I am using JNDI in Java to perform DNS lookups in my application to resolve A records - running under Java 8 on Windows 7. However, I am having trouble resolving records unless I specify the complete host entry including domain name.
Java appears to be ignoring the DNS search list which is configured on the PC. I don't have a problem including the domain name, if that is what Java requires, but I can't find a public method to obtain the domains in the search list.

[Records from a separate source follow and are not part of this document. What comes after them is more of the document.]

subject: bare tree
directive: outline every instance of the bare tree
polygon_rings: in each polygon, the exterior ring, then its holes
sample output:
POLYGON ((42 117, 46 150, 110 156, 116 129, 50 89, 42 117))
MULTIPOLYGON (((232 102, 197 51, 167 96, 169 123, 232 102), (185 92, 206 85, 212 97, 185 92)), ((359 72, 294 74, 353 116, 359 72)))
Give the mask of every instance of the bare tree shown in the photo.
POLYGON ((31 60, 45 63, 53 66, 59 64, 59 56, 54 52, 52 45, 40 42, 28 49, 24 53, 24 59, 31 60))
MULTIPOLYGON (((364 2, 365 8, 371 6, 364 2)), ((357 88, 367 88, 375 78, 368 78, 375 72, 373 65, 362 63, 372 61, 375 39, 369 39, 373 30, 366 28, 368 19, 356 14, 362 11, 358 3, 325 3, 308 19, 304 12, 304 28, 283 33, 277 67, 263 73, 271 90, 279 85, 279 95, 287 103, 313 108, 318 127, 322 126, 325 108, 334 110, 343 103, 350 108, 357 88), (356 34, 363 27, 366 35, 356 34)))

The following SSCCE uses the private method sun.net.dns.ResolverConfiguration to obtain the DNS search list, but I shouldn't use it as it is an internal proprietary API and may be removed in a future release.
import java.util.*;
import javax.naming.*;
import javax.naming.directory.*;
public class SSCCE {
public static void main(String[] args) {
String[] hostsToLookup = new String[] { "testhost", "testhost.mydomain.com" };
try {
System.out.println("DNS Search List:");
for (Object o: sun.net.dns.ResolverConfiguration.open().searchlist()) {
System.out.println(" " + o);
}
Properties p = new Properties();
p.put(Context.INITIAL_CONTEXT_FACTORY, "com.sun.jndi.dns.DnsContextFactory");
InitialDirContext idc = new InitialDirContext(p);
for (String h : hostsToLookup) {
System.out.println("Host: " + h);
try {
Attributes attrs = idc.getAttributes(h, new String[] { "A" });
Attribute attr = attrs.get("A");
if (attr != null) {
for (int i = 0; i < attr.size(); i++) {
System.out.println(" " + attr.get(i));
}
}
}
catch (NameNotFoundException e) {
System.out.println(" undefined");
}
}
}
catch (Exception e) {
e.printStackTrace();
}
}
}
When I run this using just the host part it doesn't resolve, but when I manually add the domain from the search list then it does:
DNS Search List:
mydomain.com
Host: testhost
undefined
Host: testhost.mydomain.com
192.0.2.1
Is it possible to either make Java honour the DNS search list using JNDI or is there a public method to obtain the DNS search list?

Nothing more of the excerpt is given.